In the difficult world of trying to provide our families with decent medical coverage in this dire economy and job outlook, we shouldn’t be categorized as health care “consumers.” Health care “victims” is more like it. “Hostages,” at the very least.

Calling us simply “consumers” in this minefield of co-pays and deductibles and coverage limits and employer contributions implies some sort of sharp-eyed and dispassionate retail adventure akin to buying a refrigerator. Or perhaps a recliner sofa. An exercise in comparative shopping that puts the consumer in the driver’s seat, ready to walk out the door and take his money to the next store or provider if the deal being offered isn’t sweet enough. Under those conditions, yes, you’re likely to get a better price on that refrigerator or sofa. It’s the nature of the free market.

But “comparative shopping” for health insurance coverage for your family is entirely different game, and one with deadly stakes. Not only are you betting on trying to provide good medical care and cost coverage for yourself or those you love in light of unforeseeable catastrophic events in the future, you are blindly investing in trust. Trust that valid claims and reasonable medications will not be denied or delayed beyond their usefulness; trust that your doctors will be able to give you the proper medical treatment for your problems without a bean counter looking over their shoulders and casting a chill on their decision-making; trust that you and your family will be taken care of with compassion and wisdom and won’t be forced into bankruptcy at the end of the crisis.

If you buy a refrigerator and it doesn’t work, you have the option of having the store either take it back or fix it for you while live on peanut butter sandwiches or go out to eat. If the recliner sofa you bought as cheaply as possible after visiting a half dozen furniture stores has a defective reclining mechanism, neither your health nor your home nor your family nor your life’s savings are at risk while you find a replacement or demand a refund. But if the insurance company you have thoughtfully chosen on a sunny day in the free market from several slickly-packaged options elects to deny coverage for a transplant, or a course of treatment, at exactly the moment when it is most needed, you are helpless. A life may hang in the balance, hooked up to monitors and IV bags and catheters, and yet you are virtually powerless. The idea of exercising your power and right as a consumer to take your business elsewhere right then is a grotesque joke.
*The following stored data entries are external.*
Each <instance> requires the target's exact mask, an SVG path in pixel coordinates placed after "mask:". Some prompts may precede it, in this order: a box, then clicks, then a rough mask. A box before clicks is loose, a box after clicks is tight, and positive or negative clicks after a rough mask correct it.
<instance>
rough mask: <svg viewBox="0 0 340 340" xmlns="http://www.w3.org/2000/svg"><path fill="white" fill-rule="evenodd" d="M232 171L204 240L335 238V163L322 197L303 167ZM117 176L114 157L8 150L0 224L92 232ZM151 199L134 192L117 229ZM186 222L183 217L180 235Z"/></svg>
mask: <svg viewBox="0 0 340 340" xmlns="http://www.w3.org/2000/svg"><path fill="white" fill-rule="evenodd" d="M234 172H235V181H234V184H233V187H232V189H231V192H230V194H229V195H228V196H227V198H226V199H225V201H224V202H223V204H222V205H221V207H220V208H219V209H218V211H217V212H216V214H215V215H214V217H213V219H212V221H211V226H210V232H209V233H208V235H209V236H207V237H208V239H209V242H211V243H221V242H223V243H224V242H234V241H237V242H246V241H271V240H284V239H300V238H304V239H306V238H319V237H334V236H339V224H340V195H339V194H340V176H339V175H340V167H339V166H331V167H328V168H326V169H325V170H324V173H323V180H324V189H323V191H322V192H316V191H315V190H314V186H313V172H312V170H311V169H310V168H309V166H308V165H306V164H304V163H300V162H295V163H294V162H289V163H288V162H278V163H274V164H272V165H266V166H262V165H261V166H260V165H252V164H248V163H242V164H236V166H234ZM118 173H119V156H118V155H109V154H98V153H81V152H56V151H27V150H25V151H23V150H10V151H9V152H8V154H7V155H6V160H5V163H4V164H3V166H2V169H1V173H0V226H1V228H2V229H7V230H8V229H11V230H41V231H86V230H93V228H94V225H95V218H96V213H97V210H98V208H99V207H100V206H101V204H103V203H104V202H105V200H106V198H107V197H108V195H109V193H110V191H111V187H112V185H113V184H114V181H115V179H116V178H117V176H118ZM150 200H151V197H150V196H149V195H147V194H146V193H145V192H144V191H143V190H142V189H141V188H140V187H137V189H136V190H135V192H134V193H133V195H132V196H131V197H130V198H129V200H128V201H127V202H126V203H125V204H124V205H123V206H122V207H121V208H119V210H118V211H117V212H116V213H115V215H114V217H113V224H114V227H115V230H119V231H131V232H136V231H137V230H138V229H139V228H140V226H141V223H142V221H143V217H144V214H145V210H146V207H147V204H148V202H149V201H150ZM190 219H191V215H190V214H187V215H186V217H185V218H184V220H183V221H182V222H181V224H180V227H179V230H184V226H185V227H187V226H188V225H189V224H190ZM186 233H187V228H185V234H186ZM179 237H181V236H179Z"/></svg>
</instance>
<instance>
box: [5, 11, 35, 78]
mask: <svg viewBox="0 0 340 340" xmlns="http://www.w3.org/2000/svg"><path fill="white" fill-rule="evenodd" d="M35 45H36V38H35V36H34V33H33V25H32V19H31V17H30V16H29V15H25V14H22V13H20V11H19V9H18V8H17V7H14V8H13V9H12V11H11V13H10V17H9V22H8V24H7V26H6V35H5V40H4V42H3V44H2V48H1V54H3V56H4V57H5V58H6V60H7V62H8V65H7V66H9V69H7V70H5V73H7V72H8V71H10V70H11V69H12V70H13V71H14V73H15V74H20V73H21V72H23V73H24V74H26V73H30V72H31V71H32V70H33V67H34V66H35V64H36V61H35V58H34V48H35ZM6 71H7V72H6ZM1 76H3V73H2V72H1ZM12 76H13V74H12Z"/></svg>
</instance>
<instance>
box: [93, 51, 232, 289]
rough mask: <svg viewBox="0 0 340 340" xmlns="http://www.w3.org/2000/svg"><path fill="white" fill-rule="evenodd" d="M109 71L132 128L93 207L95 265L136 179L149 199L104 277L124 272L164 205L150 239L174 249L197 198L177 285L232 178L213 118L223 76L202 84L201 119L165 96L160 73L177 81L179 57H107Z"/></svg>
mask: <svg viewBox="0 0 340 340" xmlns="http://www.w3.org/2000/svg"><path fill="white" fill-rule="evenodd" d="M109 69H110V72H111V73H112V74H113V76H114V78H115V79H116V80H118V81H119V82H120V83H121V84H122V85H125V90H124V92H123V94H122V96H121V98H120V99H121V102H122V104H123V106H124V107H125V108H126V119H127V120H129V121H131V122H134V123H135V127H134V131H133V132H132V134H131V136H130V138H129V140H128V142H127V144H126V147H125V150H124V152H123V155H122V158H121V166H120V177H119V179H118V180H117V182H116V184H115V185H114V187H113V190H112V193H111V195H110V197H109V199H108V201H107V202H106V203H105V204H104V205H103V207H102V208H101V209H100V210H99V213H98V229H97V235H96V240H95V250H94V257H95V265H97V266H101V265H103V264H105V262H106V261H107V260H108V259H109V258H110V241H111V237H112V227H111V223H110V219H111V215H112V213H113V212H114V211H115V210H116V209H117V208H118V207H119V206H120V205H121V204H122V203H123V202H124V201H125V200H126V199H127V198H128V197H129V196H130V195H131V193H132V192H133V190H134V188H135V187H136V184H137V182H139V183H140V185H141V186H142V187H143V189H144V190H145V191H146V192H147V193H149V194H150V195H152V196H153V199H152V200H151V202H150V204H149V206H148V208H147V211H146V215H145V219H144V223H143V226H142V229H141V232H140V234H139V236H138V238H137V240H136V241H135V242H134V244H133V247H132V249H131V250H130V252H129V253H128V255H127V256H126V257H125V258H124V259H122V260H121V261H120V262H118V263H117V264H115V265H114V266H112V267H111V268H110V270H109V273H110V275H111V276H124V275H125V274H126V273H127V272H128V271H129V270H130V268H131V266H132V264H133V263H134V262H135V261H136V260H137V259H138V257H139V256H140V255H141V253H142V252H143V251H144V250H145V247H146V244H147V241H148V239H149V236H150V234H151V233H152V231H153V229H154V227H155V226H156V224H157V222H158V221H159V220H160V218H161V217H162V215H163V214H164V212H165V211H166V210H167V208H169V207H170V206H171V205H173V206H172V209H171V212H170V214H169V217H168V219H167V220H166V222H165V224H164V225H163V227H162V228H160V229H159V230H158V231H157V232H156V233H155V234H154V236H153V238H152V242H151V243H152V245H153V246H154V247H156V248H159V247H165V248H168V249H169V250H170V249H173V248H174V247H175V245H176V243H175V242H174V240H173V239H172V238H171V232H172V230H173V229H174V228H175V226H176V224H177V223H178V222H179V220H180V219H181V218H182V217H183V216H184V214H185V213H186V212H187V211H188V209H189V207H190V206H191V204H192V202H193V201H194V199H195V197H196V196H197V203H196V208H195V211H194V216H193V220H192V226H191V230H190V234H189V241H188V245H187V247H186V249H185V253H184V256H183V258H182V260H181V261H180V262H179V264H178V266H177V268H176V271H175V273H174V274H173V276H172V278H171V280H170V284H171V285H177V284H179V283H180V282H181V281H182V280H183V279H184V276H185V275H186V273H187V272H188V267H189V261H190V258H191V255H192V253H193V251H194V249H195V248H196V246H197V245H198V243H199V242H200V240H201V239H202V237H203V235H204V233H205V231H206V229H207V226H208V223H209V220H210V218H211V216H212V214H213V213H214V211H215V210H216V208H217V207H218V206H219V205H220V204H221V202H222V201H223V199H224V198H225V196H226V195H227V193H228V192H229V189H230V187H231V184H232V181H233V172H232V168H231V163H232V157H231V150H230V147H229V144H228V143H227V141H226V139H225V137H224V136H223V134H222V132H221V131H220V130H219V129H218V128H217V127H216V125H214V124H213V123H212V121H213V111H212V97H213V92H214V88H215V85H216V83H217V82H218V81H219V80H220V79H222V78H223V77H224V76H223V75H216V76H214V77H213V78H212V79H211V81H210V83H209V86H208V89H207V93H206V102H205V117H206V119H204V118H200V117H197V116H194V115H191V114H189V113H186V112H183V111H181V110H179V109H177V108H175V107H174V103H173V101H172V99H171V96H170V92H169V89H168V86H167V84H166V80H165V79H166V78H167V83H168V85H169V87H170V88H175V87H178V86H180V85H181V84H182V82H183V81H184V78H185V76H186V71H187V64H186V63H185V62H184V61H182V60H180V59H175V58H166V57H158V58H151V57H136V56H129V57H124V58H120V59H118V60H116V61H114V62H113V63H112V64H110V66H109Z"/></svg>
Years ago, I remember talking about health insurance with a “soccer dad” whose son was on the same team as mine. As we stood on the practice sidelines, he vented about his situation. His wife was the primary breadwinner, and she was seriously ill. There was a large deductible involved, as I recall, and under whatever rules of engagement applied, he was somehow precluded from choosing a cheaper radiological test provider. He was angry, and frustrated, and railed at the unfairness of not being able to better comparison shop for a cheaper result.

I felt stunned, like I had gone through the looking glass. Why, I thought, at this time of horrible stress and family crisis, should shopping for medical tests be his concern as though he was pricing tomatos? All logic and compassion dictated that at this particular time, his primary job should have been to reassure his young children that their world wouldn't end and to take care of his wife while the medical professionals did their jobs. And yet here he was, fixating on scrambling for dollars instead.

Given the position and vulnerability of the “consumer” in the vast food chain that makes up the health care system and health insurance funding, this is an area of our lives that absolutely cries out for governmental involvement and protection to guarantee the health and safety of its citizens. I slept easier for a short time after “Obamacare” was passed, knowing that my children could not be denied insurance coverage because of their prior health problems.

Now, with a new face on Congress (and the White House) intent on repealing those improvements, the sleepless nights begin again.